There are lots of stories that claim this to be true, however. "Bernie Sanders is losing the senior vote" declares CNN Politics. "Why don't older Democrats like Bernie Sanders?" questions Cleveland.com. The Columbus Free Press even offers a primer to the old folk to help them work through the mystification of Bernie's support among the young: "Hey old people! This is why American Youth Feel the Bern."
Shrewdly, the Daily Factoid explains that "Bernie Sanders Has Pulled a Betty White," and declares "He's become one of the rare people who are both unabashedly old and who are seen as cool by Millennials."
So, what is the real story here...at least from the point-of-view of someone six years his senior. (Yes, I would like a younger man as our next president.) What is it that I "get" about Bernie that my contemporaries do not - up to this point? Let me offer three possibilities:
1. We don't understand that our future depends on our youth. Don't think that our grandchildren aren't noticing the squeeze being put on us as we try to stretch our social security checks to cover rising prices, medical and pharma bills and keep a roof over our heads.
They are the ones who will see to it that gram and gramps are treated fairly. It's up to us to see their dreams realized and that they have the financial ability to do this. If they are burdened by school or medical debt, what will be available to care for us?
2. We don't exercise enough. By that, I mean collectively elders do not show up at rallies and marches in large enough numbers. I can guarantee you, painting signs, walking beside the young 'uns and experiencing the frowns of the bystanders and the glares of the police will not only help your constitution (both varieties), but will cause you to rethink how our society treats those who question the status quo.
You do remember questioning the Powers-That-Be, yes?
3. We don't believe anymore.

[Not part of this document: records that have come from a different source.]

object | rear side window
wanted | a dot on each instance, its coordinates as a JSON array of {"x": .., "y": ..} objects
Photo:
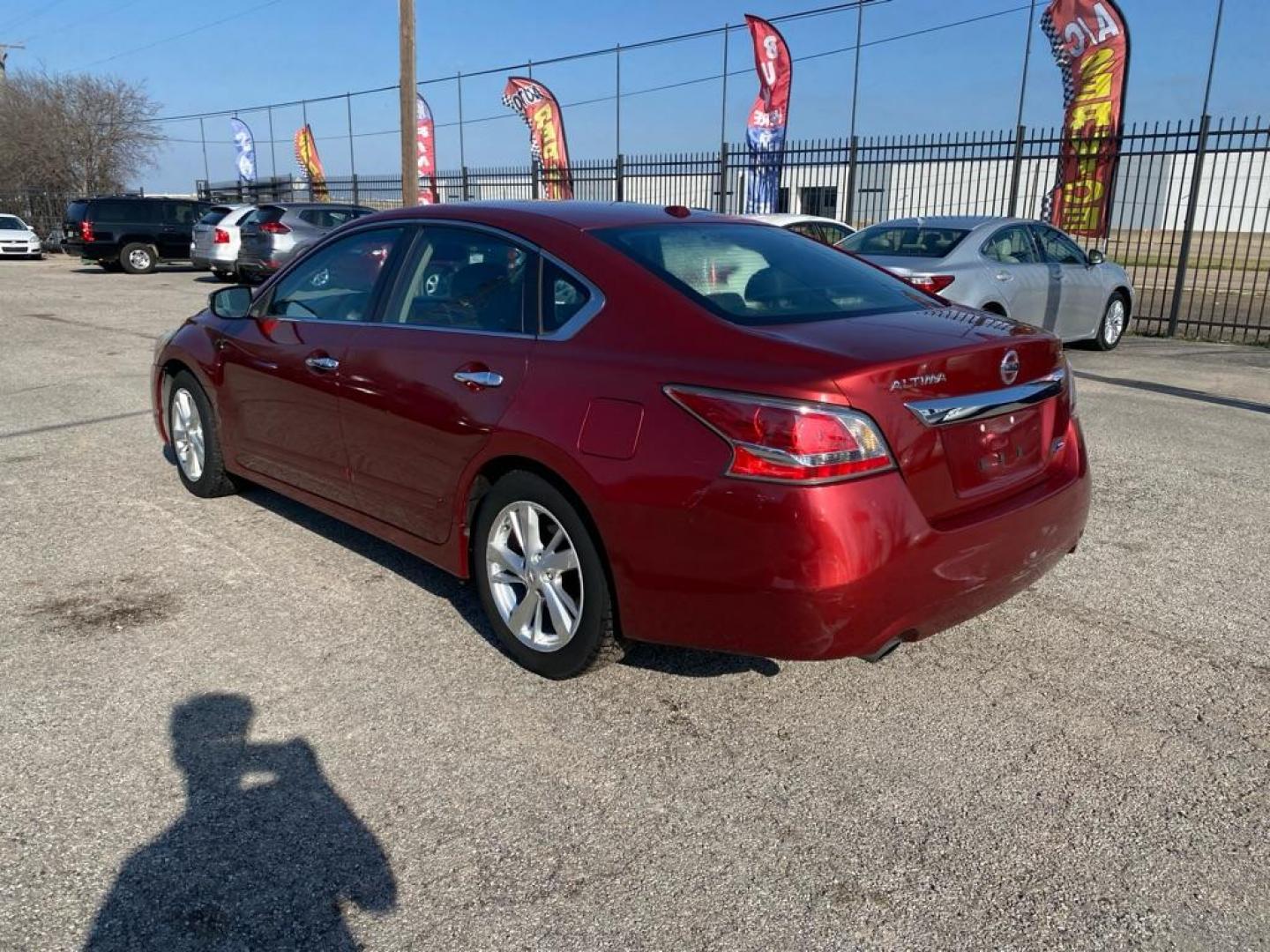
[
  {"x": 905, "y": 242},
  {"x": 755, "y": 274},
  {"x": 182, "y": 212},
  {"x": 123, "y": 212},
  {"x": 563, "y": 296},
  {"x": 1011, "y": 245},
  {"x": 213, "y": 215},
  {"x": 263, "y": 215}
]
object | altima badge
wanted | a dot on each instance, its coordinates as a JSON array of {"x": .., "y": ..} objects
[
  {"x": 1009, "y": 367},
  {"x": 923, "y": 380}
]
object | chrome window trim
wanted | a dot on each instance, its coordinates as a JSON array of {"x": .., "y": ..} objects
[{"x": 943, "y": 412}]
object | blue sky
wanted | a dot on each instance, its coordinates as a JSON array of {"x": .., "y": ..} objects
[{"x": 263, "y": 51}]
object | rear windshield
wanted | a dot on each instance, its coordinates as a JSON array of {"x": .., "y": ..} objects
[
  {"x": 215, "y": 215},
  {"x": 905, "y": 242},
  {"x": 265, "y": 213},
  {"x": 753, "y": 274}
]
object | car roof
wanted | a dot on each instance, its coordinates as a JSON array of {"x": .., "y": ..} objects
[
  {"x": 790, "y": 219},
  {"x": 580, "y": 215},
  {"x": 968, "y": 222}
]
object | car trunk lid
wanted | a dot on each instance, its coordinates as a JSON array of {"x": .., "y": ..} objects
[{"x": 972, "y": 405}]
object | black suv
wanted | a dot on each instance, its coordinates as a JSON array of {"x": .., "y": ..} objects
[{"x": 133, "y": 234}]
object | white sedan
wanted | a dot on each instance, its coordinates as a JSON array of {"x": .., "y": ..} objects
[
  {"x": 827, "y": 231},
  {"x": 18, "y": 239}
]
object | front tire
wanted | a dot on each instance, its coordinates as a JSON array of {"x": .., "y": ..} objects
[
  {"x": 138, "y": 258},
  {"x": 196, "y": 439},
  {"x": 542, "y": 577},
  {"x": 1116, "y": 320}
]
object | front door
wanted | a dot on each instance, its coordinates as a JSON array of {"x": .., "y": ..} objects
[
  {"x": 429, "y": 383},
  {"x": 1019, "y": 279},
  {"x": 283, "y": 369},
  {"x": 1081, "y": 297}
]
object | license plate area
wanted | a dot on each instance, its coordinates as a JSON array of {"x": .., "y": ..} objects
[{"x": 996, "y": 452}]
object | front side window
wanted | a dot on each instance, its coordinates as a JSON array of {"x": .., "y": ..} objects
[
  {"x": 1058, "y": 248},
  {"x": 753, "y": 274},
  {"x": 467, "y": 279},
  {"x": 905, "y": 242},
  {"x": 1012, "y": 245},
  {"x": 337, "y": 282}
]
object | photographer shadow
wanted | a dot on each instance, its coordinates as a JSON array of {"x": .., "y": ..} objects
[{"x": 265, "y": 856}]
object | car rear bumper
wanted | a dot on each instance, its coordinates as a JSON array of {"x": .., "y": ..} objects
[
  {"x": 257, "y": 265},
  {"x": 842, "y": 570}
]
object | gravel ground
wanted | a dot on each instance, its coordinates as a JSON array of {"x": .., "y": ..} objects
[{"x": 1085, "y": 767}]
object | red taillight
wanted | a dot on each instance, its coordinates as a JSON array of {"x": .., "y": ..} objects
[
  {"x": 788, "y": 439},
  {"x": 935, "y": 283}
]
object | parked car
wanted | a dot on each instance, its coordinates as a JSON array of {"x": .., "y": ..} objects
[
  {"x": 131, "y": 234},
  {"x": 826, "y": 464},
  {"x": 273, "y": 234},
  {"x": 1012, "y": 267},
  {"x": 827, "y": 231},
  {"x": 18, "y": 239},
  {"x": 217, "y": 238}
]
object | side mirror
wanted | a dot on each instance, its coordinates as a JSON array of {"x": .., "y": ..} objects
[{"x": 230, "y": 303}]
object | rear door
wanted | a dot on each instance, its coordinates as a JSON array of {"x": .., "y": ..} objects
[
  {"x": 283, "y": 369},
  {"x": 1081, "y": 294},
  {"x": 430, "y": 383},
  {"x": 178, "y": 227},
  {"x": 1018, "y": 277}
]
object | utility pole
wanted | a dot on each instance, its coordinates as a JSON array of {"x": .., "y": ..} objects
[
  {"x": 4, "y": 55},
  {"x": 409, "y": 115}
]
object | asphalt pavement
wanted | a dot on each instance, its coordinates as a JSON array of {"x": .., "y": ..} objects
[{"x": 236, "y": 723}]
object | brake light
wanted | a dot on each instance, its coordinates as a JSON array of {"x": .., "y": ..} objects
[
  {"x": 934, "y": 283},
  {"x": 788, "y": 441}
]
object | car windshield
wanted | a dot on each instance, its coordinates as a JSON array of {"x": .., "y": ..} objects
[
  {"x": 753, "y": 274},
  {"x": 905, "y": 240}
]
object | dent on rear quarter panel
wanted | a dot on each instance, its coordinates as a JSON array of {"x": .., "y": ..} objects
[{"x": 611, "y": 428}]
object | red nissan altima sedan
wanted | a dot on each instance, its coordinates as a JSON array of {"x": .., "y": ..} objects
[{"x": 648, "y": 423}]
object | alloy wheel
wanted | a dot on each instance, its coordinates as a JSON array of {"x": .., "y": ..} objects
[
  {"x": 534, "y": 576},
  {"x": 187, "y": 435},
  {"x": 1113, "y": 325}
]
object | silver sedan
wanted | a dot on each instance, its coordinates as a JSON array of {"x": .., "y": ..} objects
[{"x": 1024, "y": 270}]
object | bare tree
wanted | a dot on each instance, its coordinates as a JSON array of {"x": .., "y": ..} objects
[{"x": 74, "y": 133}]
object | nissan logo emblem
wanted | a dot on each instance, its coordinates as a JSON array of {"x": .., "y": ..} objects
[{"x": 1009, "y": 367}]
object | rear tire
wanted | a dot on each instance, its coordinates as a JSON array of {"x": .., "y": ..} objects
[
  {"x": 1116, "y": 322},
  {"x": 195, "y": 439},
  {"x": 548, "y": 573},
  {"x": 138, "y": 258}
]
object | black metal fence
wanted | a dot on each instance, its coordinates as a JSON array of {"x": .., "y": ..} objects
[{"x": 1189, "y": 219}]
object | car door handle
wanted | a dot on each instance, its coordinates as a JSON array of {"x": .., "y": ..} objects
[{"x": 479, "y": 380}]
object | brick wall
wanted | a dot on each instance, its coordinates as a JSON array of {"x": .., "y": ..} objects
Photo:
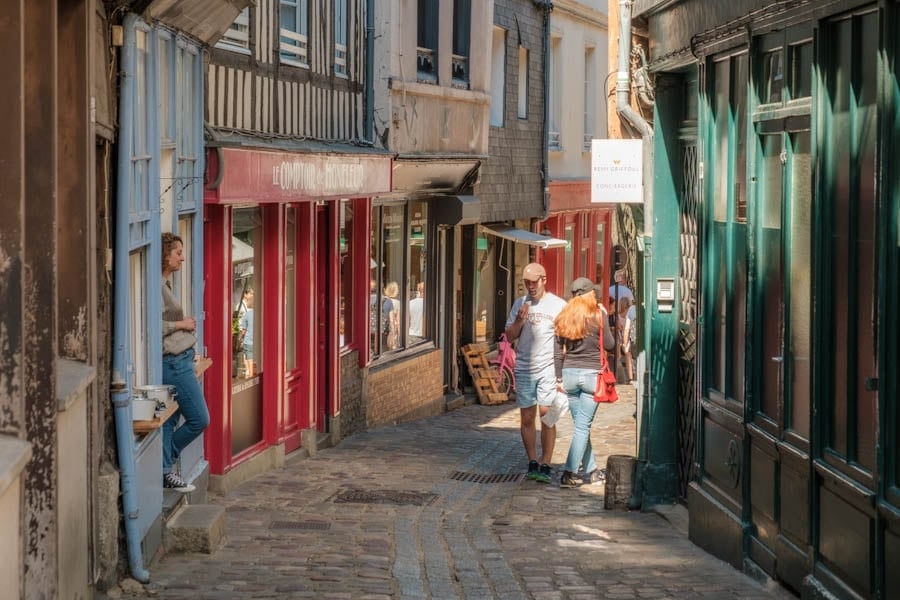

Perhaps we do believe, but in the wrong things. We have a fantasy that we need an authoritarian state, that walls and even the invasion of our privacy will protect us. We are fed this tripe every day. We allow mainstream media to select and spoon feed us news designed to either keep us in fear or in our comfort zone.
Our children and their children...on the other hand...comb Twitter feeds and discussion groups to gain a more visceral awareness of the social and political evils of our time. Thus armed, they are prepared to act.
We seniors have to "turn the dial" and tune in to today's news sites - Twitter, Facebook, blogs, et al - and personally sift through this roof-and-tumble reporting that journalism used to be. You just might be reminded of the beliefs that we have somehow abandoned: that hope will be rewarded, that change is possible and that we are our brother's keeper.
Intellect balanced with experience
When I found myself involved with and chronicling the Occupy Wall Street movement almost five years ago (Occupy Wall Street: Faces of Zuccotti Park) it didn't take me long to admire the general quick intellect of those involved and their ability to put into action whatever solutions devised, seemingly on the spur of the moment and which came not from top-down authority but from consensus and vote.
I also noticed at that time that there were a lot of people near my age (I was 75 at the time) involved. When it came to arriving at a plan of action, what distinguished us from those younger was the influence we had on those decisions. Our age was of value and our ideas worth hearing out...and even vital.
Perhaps because we take a bit more time to arrive at and share our thoughts, and that they are tempered by hard-earned experience, trial and error, we deserve that respect.
Experience - that world again - tells me that the fashion by which we seniors study issues and then move on those issues might be the key differentiator between us and those who are 30 and under.
I offer up this thought to my age group - even those as young as (gasp!) 50 or so. Time's a wastin'.
Remember! Remember yourselves as you were when you were in your teens, 20's and 30's. Remember what it means to be unafraid of the future. Remember when you felt when you knew you could make a difference. And then remember to vote.
It's back in there, someplace. Vote the youth you have never lost.